Consider now a general polynomial \(M = P + \varepsilon D\) with \({\text {mrpf}}(P) = 1\) whose norm polynomial \(\Vert M\Vert \) factors over \({\mathbb {D}}\) into quadratic polynomials. We have already seen that M admits a factorization. Now we investigate necessary properties of its trajectories. It turns out that these are much weaker than in the motion polynomial case.
Theorem 3.7
Let \(M=P+\varepsilon D\in {\mathbb {DH}}[t]\) be a polynomial such that \({\text {mrpf}}(P)=1\) and M admits a factorization. Then the trajectories of the motion parameterized by M have the following property: All intersection points of the curve with the plane at infinity with multiplicity \(\mu >1\) intersect the absolute circle with multiplicity \(\mu \).
Proof
The trajectory of an arbitrary point \(x_{0}+\varepsilon x\) with \(x=x_{1}\mathbf {i}+x_{2}\mathbf {j}+x_{3}\mathbf {k}\) in projective three-space with respect to M is given by
$$\begin{aligned} (P-\varepsilon D)(x_{0}+\varepsilon x)({P}^{*}+\varepsilon {D}^{*})= & {} x_{0}\Vert P\Vert +\varepsilon (Px{P}^{*}+x_{0}(P{D}^{*}-D{P}^{*})).\nonumber \\ \end{aligned}$$
(6)
This curve’s intersection points with the plane at infinity correspond to zeros of its primal part and consequently to the factors of \(\Vert P\Vert \). Let us write \(\Vert P\Vert =\prod _{i=1}^{m} N_{i}^{n_{i}}\) where \(N_{1}, \ldots , N_m\in {\mathbb {R}}[t]\) are coprime irreducible polynomials. We need to show that all \(N_{i}^{n_{i}}\) with \(n_{i}>1\) are factors of the norm of the dual part in (6). Let us have a look at the polynomial
$$\begin{aligned} \Vert Px{P}^{*}+x_{0}(P{D}^{*}-D{P}^{*})\Vert= & {} \Vert P\Vert ^{2}\Vert x\Vert - x_{0}\Vert P\Vert (Px{D}^{*}+D{x}^{*}{P}^{*})\\&\quad + x_{0}P(x{P}^{*}D+{D}^{*}P{x}^{*}){P}^{*} +x_{0}^{2}\Vert P{D}^{*}-D{P}^{*}\Vert . \end{aligned}$$
The first two summands have \(\Vert P\Vert \) as a factor. The middle factor of the third summand is a real polynomial, thus it commutes with P and therefore the third summand also has the factor \(\Vert P\Vert \). For the last summand it holds
$$\begin{aligned} \Vert P{D}^{*}-D{P}^{*}\Vert&=4\Vert P\Vert \Vert D\Vert -(P{D}^{*}+D{P}^{*})^{2}. \end{aligned}$$
Since M admits a factorization, we know that \(c := \prod _{i=1}^{m} N_{i}^{n_{i}-1}\) is a factor of the dual part of \(\Vert M\Vert \) which is \(P{D}^{*}+D{P}^{*}\). Thus the last summand has the factor \(c^{2}\) which in turn has the factors \(N_{i}^{n_{i}}\) with \(n_{i}>1\). This proves the statement. \(\square \)

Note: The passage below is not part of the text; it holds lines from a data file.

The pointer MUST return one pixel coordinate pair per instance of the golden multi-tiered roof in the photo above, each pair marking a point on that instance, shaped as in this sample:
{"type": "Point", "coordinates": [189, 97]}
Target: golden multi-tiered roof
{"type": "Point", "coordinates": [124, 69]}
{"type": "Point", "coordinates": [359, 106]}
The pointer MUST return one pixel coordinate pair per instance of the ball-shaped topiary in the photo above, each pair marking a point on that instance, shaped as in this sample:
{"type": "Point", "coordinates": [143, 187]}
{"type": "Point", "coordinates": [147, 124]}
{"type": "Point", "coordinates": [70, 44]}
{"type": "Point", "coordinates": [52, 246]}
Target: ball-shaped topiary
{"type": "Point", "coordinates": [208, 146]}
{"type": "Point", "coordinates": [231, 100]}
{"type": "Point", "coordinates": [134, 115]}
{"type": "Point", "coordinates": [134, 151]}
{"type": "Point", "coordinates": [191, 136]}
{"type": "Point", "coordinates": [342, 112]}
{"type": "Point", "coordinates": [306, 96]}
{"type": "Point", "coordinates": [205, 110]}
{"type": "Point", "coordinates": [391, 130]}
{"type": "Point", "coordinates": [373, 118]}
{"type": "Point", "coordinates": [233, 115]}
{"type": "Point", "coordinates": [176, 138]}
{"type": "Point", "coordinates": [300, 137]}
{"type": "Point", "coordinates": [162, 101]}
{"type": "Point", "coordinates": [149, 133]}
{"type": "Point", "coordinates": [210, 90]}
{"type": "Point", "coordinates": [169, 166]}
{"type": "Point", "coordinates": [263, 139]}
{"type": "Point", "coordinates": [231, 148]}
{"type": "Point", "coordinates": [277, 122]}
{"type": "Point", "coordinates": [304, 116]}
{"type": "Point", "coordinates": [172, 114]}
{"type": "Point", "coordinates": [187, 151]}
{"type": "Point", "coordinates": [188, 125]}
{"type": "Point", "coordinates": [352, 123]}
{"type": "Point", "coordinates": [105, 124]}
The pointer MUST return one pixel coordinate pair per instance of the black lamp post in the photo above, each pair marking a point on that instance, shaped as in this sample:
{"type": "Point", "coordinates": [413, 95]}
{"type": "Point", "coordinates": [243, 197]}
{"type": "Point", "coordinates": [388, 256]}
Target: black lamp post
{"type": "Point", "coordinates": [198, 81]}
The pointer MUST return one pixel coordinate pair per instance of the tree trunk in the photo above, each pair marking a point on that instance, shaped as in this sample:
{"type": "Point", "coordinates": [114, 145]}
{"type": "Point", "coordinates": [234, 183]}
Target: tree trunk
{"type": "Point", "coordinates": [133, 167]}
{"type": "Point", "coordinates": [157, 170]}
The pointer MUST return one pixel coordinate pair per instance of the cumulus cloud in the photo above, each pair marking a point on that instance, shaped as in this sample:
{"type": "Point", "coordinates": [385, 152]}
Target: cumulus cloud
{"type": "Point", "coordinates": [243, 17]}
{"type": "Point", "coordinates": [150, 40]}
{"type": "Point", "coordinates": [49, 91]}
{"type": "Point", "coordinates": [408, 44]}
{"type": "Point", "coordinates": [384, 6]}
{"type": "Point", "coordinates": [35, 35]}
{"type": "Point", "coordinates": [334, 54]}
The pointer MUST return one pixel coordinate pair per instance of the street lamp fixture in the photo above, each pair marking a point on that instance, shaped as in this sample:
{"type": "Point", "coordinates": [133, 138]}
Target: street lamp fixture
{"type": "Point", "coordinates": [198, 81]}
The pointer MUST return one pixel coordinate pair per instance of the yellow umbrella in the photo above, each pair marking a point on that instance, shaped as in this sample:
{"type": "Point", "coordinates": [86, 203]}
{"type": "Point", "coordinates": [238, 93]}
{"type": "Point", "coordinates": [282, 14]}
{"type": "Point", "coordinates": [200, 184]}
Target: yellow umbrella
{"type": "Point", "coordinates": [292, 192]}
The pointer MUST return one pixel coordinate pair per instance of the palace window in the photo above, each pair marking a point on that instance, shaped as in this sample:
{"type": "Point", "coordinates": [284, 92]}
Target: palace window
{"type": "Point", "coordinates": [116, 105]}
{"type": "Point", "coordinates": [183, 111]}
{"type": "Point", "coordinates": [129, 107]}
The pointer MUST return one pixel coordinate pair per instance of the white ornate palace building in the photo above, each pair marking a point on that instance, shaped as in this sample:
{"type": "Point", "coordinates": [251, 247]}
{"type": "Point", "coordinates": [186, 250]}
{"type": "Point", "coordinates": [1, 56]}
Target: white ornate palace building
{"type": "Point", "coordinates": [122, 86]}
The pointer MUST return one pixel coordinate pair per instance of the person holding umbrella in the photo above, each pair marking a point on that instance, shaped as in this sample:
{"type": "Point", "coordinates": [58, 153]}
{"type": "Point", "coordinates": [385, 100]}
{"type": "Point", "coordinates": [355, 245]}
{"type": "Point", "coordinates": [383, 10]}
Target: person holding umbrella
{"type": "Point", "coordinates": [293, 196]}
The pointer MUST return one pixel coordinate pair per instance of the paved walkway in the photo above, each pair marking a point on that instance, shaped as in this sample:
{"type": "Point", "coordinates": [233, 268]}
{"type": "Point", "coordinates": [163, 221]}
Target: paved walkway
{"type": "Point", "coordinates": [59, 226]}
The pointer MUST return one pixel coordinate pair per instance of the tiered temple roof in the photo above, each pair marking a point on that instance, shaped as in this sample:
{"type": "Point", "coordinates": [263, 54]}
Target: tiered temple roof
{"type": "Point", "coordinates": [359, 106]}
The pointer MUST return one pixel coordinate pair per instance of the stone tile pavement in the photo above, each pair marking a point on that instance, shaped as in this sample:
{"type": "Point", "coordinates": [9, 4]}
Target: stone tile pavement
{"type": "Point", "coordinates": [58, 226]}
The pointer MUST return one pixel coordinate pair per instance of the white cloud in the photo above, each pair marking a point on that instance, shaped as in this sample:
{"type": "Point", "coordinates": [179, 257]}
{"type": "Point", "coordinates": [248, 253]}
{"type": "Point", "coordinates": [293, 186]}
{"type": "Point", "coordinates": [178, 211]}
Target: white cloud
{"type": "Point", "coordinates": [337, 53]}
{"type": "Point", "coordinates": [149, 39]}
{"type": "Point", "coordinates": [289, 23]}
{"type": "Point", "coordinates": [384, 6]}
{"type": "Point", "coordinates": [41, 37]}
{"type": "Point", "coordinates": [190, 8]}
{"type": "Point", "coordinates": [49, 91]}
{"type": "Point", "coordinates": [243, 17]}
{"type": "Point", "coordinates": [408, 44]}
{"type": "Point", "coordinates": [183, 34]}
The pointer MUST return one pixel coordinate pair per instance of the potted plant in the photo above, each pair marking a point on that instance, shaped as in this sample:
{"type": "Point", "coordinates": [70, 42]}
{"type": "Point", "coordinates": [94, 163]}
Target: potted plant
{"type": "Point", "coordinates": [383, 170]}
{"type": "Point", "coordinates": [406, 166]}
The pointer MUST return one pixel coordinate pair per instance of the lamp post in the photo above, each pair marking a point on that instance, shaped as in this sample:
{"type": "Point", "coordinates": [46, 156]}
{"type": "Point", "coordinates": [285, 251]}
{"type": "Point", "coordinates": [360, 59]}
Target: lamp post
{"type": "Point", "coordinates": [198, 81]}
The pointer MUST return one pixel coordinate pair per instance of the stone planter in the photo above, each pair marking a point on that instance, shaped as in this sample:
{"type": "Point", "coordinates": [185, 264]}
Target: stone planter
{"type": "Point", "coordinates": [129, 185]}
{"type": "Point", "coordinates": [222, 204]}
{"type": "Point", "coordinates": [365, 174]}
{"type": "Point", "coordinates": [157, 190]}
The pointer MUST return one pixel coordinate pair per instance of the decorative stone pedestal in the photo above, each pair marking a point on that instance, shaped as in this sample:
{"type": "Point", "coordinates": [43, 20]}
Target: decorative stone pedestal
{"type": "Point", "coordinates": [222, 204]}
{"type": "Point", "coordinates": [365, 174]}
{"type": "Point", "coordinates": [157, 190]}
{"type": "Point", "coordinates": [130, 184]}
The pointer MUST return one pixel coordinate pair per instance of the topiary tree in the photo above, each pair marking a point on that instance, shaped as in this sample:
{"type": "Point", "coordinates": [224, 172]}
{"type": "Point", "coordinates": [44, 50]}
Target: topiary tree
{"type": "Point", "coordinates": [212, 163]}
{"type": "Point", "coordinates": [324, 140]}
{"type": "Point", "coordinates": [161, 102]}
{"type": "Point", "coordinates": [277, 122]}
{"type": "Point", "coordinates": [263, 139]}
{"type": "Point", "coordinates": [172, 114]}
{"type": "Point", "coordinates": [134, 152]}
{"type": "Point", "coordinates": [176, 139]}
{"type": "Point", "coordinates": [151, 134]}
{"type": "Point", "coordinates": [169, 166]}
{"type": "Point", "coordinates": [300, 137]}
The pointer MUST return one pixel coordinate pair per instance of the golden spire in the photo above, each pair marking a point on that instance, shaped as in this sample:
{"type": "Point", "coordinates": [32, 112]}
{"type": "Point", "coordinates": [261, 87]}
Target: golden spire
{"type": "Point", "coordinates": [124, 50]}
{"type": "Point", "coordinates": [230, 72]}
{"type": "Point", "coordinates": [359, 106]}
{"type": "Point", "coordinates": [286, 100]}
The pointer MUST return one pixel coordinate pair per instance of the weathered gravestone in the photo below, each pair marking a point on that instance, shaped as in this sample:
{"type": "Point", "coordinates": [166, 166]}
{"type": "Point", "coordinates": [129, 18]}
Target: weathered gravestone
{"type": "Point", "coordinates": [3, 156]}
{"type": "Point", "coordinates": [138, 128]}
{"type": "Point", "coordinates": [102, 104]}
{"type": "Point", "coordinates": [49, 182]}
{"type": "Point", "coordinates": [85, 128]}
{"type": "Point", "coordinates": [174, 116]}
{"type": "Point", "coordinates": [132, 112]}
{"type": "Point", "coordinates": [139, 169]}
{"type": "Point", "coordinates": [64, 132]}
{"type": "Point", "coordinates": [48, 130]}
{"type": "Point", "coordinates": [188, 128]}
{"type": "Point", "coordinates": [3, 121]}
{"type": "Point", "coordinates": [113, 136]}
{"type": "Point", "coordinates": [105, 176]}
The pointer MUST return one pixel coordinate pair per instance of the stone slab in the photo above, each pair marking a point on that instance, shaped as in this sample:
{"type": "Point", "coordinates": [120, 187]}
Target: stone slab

The converse of Theorem 3.7 is not true which can be seen in the following example.
Example 2
Let \(M=(t-\mathbf {i})(t-\mathbf {k})+\varepsilon (t-\mathbf {j})\) be the polynomial of Example 1. The polynomial \(Q=M(t-\mathbf {k})^{2}\) does not admit a factorization, because it does not fulfill the requirements of Theorem 3.5, but its norm polynomial \(\Vert Q\Vert \) has the factor \((t^{2}+1)^{2}\). From the proof above we can conclude that the trajectories of Q are entirely circular even though the polynomial does not admit a factorization.